A Closer Look at Failure Modes in Temporal Understanding of Large Audio-Language Models
Pith reviewed 2026-06-26 23:23 UTC · model grok-4.3
The pith
Scaling attention at bottleneck layers improves large audio-language models' temporal reasoning accuracy from 55.9% to 59.1% without fine-tuning.
A machine-rendered reading of the paper's core claim, the machinery that carries it, and where it could break.
Core claim
The authors establish that temporal reasoning failures in large audio-language models arise because models under-utilize audio when textual cues are available, and that redistributing attention across audio tokens is more effective than increasing audio attention. Targeting task-relevant tokens adds further gains. Attention scaling at bottleneck layers raises accuracy from 55.9% to 59.1% on the new benchmark without fine-tuning, showing that modality imbalance alone does not explain the failures.
What carries the argument
Attention scaling at bottleneck layers, which redistributes attention weights across audio tokens to emphasize task-relevant information.
If this is right
- Models often under-utilize audio when textual cues are available.

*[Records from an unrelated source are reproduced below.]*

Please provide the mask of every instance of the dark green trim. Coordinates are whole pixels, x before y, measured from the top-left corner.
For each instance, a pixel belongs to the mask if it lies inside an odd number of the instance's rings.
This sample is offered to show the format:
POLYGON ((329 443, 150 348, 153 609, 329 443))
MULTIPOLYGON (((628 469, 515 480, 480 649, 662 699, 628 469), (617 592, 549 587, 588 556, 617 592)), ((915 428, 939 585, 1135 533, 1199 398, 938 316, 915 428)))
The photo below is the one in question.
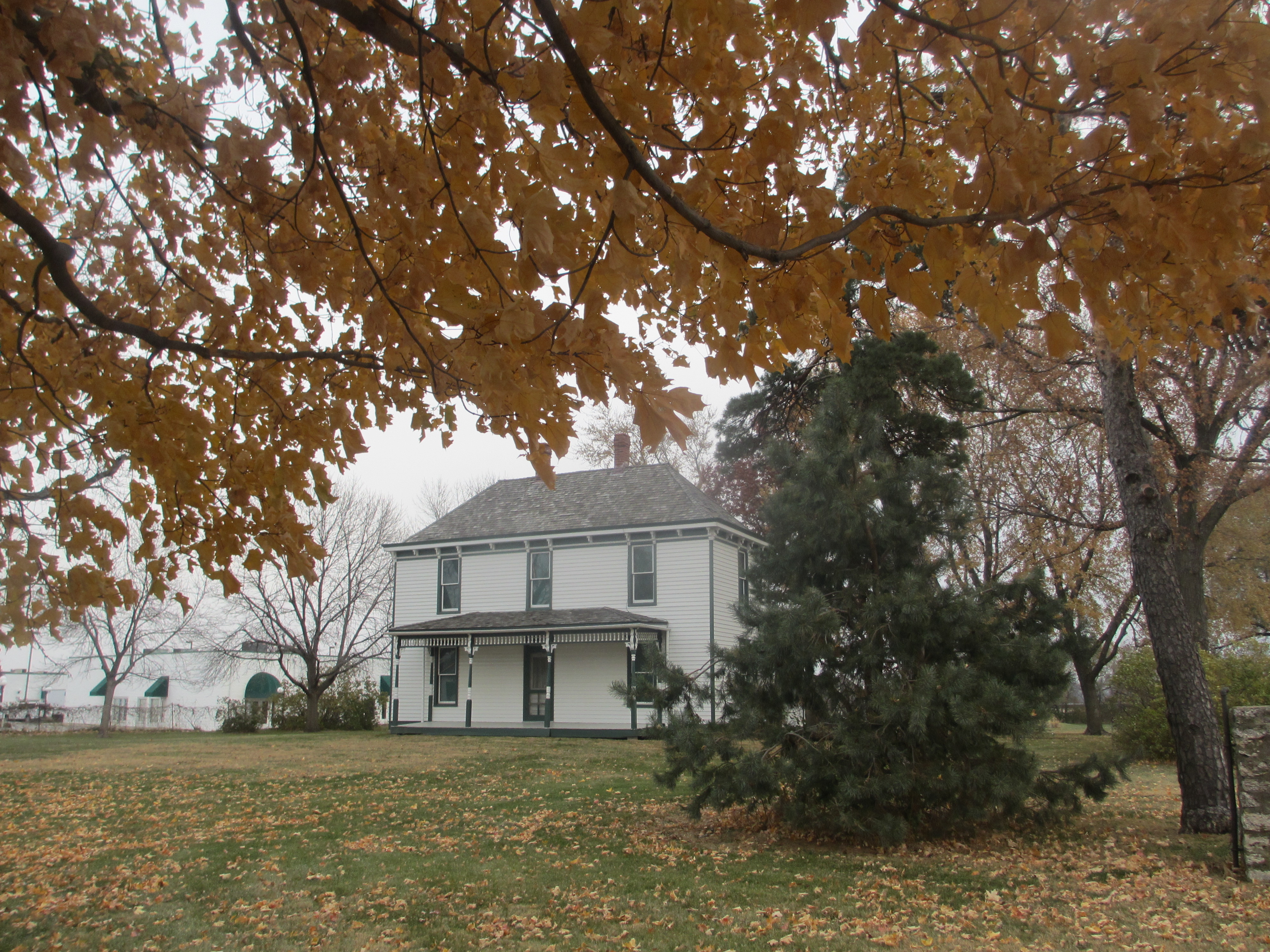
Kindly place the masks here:
POLYGON ((626 607, 648 608, 657 604, 657 539, 635 539, 626 543, 626 607), (653 547, 653 600, 635 600, 635 546, 653 547))
POLYGON ((547 651, 542 645, 526 645, 525 646, 525 693, 521 698, 521 720, 526 724, 544 724, 546 721, 546 703, 542 704, 542 713, 537 717, 530 716, 530 659, 533 655, 545 655, 547 651))
POLYGON ((550 612, 551 603, 555 600, 555 556, 550 548, 530 548, 525 552, 525 611, 526 612, 550 612), (547 599, 545 605, 533 604, 533 556, 546 552, 547 566, 550 574, 547 575, 547 581, 550 583, 551 597, 547 599))
POLYGON ((616 729, 589 729, 589 727, 411 727, 406 721, 389 725, 389 734, 444 734, 451 737, 594 737, 607 740, 625 740, 629 737, 644 739, 643 730, 616 729))
POLYGON ((464 613, 464 557, 461 555, 455 555, 447 552, 437 559, 437 614, 462 614, 464 613), (443 575, 443 567, 447 559, 453 559, 458 562, 458 605, 455 608, 447 608, 442 611, 441 608, 441 576, 443 575))
POLYGON ((715 722, 714 696, 714 536, 710 537, 710 724, 715 722))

- Redistributing attention across audio tokens is more effective than increasing audio attention.
- Targeting task-relevant tokens yields further gains.
- Modality imbalance alone cannot explain failures.
Where Pith is reading between the lines
- Attention adjustments at specific layers might improve reasoning in other multimodal settings such as video or speech.
- The benchmark could be adapted to diagnose temporal issues in models outside the audio domain.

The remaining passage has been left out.